Have you ever stepped on the scale, hoping you’ve lost a few pounds, only to find you haven’t lost an ounce? Does this news propel you toward the nearest bag of chips, a pint of Ben & Jerry’s or the Whataburger drive-thru? Then it’s time to ditch the bathroom scale and change the way you think about and track fitness goals. We asked Body Machine Fitness Plano personal trainer Debi to explain how.

Set yourself up for success: Ditch the scale and make small changes to daily habits

“I don’t own a scale. I hate the scale, and I hate the numbers on the scale, because they sabotage our fitness goals. When people are working out and eating healthier, and then they don’t see results on the scale, it can be really demotivating. To get back on track and stay motivated, it’s essential to change how you think about weight loss and track fitness in a different way, ” Debi says.

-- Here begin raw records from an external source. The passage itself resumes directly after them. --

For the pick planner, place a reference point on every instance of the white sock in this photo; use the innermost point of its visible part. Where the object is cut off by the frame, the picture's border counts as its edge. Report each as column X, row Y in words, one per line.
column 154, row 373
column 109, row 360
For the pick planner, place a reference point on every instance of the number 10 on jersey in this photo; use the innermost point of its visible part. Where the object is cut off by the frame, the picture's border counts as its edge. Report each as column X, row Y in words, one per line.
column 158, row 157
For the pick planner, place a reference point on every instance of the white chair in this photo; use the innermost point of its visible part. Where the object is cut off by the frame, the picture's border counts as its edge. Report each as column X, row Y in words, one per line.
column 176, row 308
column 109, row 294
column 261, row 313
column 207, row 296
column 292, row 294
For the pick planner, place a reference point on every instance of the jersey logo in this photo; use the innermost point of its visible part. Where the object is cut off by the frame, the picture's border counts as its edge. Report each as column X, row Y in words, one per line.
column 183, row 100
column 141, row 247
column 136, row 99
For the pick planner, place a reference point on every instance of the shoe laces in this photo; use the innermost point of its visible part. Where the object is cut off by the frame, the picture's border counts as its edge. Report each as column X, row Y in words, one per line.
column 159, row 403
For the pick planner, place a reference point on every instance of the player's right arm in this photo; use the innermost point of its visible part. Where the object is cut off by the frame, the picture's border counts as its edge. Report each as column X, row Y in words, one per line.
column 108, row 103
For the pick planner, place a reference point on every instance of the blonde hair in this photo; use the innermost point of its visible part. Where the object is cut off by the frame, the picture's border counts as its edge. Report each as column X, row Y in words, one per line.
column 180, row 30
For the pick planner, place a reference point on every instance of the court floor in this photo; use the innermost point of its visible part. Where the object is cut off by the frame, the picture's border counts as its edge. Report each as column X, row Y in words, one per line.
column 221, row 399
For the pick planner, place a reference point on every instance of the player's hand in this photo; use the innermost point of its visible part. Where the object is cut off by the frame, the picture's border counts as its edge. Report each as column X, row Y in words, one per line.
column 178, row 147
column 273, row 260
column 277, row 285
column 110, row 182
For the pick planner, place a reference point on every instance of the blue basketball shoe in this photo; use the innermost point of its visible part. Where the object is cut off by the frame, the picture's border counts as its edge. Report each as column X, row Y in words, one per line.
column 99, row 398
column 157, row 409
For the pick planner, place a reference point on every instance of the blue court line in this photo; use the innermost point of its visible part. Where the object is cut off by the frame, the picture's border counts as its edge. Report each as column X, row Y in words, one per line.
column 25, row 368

One of the first things Debi asks clients to think about is the lifestyle changes that got them OFF track in the first place.

As she explains, “It might be small habits. Maybe you started eating too much dinner or eating out every night or drinking more alcohol during the week. Look at those things first and stop worrying about what the scale is saying. You just need to make small changes and reverse those habits to get back on track. As long as you make those lifestyle changes, you will see results.”

Need to up your fitness game? Learn why BMF was voted the #1 Best Gym in Plano for 2018 – request a FREE class here!

Seven smart ways to track fitness and stay motivated

So the scale is out … what other options are there? Debi recommends the following:

No. 1: Keep a record of all the awesome ways you’re following a healthier path.

“Maybe your plan is to eat more vegetables at every meal, drink more water every day or swap happy hours with going to the gym. Track your accomplishments and see how consistent you can be,” Debi says.

No. 2: Take progress photos.

You see yourself every day in the mirror, so you won’t notice small changes. In fact, you probably won’t notice changes in the mirror for two months. What happens when we don’t see results, motivation TANKS. Instead, take a selfie once a week – wearing the same clothes – and over time you’ll SEE that you’re getting more fit. Now that’s motivating!

No. 3: Embark on a benchmark test.

One of the nifty tools members of BMF, can take advantage of at our boutique fitness studio in Plano is the state-of-the-art Styku 3D body scanning machine. Instead of measuring weight, the Styku tracks body fat percentage and inches lost. Debi recommends getting a benchmark test on day one, then revisiting results in four weeks.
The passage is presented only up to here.